Defining the future of healthy eating

Leading up to the World Future Trends Summit in Miami, we're pleased to run this series from the Pearlfisher Insights program. To view the whole series, click here.

As designers we are in the business of change. And from our point of view, we believe that insight is all about understanding this change to create a rich and stimulating 'big picture' to truly see the change impacting on the future for all brands. Then with this knowledge we can create bespoke insight and new futures for specific brands.

Our previous blogs have focused on the four basis areas - that form our transatlantic Insight Program - and that underline the needs and wants of human behavior and which are therefore most relevant to brands and business: Taste (the future of food and drink), Luxury (the future world of aspiration and its evolving expressions), Body (the future ways in which we will view our bodies) and Connection (the structure and rules that will guide the future of our relationships and way of life).

Pearlfisher Creative Partner, Jonathan Ford, is putting Taste and the future of food and drink branding under the microscope as he looks at Defining the future of healthy eating in Miami on Oct 17th. Ahead of his presentation, we posed some questions to him to get a flavour for the issues he will be discussing on the day.

1) Are we not all generally more aware that we need to be eating more healthily?

Generally, yes. In the past, healthy eating was a compartmentalized rather than an integrated part of our lives. And this monumental shift has come from many different instigators. In recent years, health has become more of a global and public concern with government, business and consumers attempting to create a new world of integrated, healthy lifestyles. But that said, health attitudes are now at another pivotal – and some would say crucial – turning point.

2) What is this turning point?

Up until now, virtue and pleasure have polarized the eating spectrum. But, now, healthy eating is ready for renewal. In the future our goal will ultimately be to understand, accept and optimize our health. We will be looking to brands to still deliver what we need but we will also want them to be so versatile that they will fit even the busiest agenda.

3) How can this manifest? What has your Insight shown?

How brands now take food and drink into the future has the power to affect all of us on a personal, social and commercial level. Our Insight has shown that the onus is on us to create a world that makes the best of all the natural goodness and resources available to us and a need to foster and showcase the cultural communal and educative value of food production. But this will also be balanced by just as strong a want to escape through extreme fantasy and use creative direction in food to open up new worlds of delight.

4) What role can design play in creating this change?

Now more than ever - in this age of fragmentation- design remains the constant. It is the best way to express the future desire and create the change that we have gleaned from our Insight. Desirable design can - and does - make an impact on business and peoples' lives for the better. On the 17th, I will talk more about the shifts from our Taste Insight and show the concepts we have created that we believe build a rich picture of the future for brands.
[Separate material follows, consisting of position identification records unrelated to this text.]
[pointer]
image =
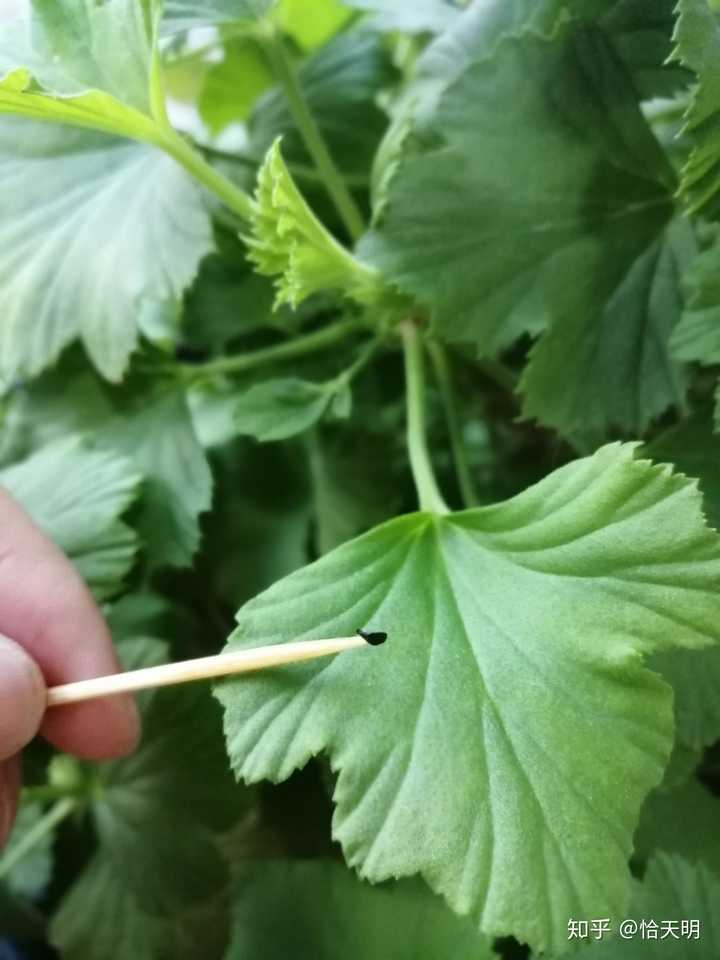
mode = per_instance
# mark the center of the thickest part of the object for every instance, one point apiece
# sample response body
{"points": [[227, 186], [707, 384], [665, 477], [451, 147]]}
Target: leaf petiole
{"points": [[297, 347], [237, 200], [428, 492], [335, 185], [443, 377]]}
To find out more about Insight at Pearlfisher please email
Jonathan Ford, Creative Partner, Pearlfisher will be presenting "Pearlfisher Insight: Seeing the Future" at the World Future Trends Summit next week. To learn more about the event, visit the website here. Readers of our blog can save 15% off the registration price with code FT12BLOG.


machteld said...

In the past healthy eating was not compartmentalized. In Italy or Greece or any European country or Central and South American country, eating is still not compartmentalized. This is a typical American phenomena. Going into branding and design is no solution. Branded and packaged and/or prepared foods are exactly the problem.
All gourmet food is made from scratch, no exception. The future is the recent past. Educate and connect people with the source of our food in unadulterated form. Not disguised in a healthbar, or organic tv dinner, but the way it grows. And education about the fact that the more you do to it the less nutritional value it has.
This little article strikes me as not forward looking not in touch with the world at large.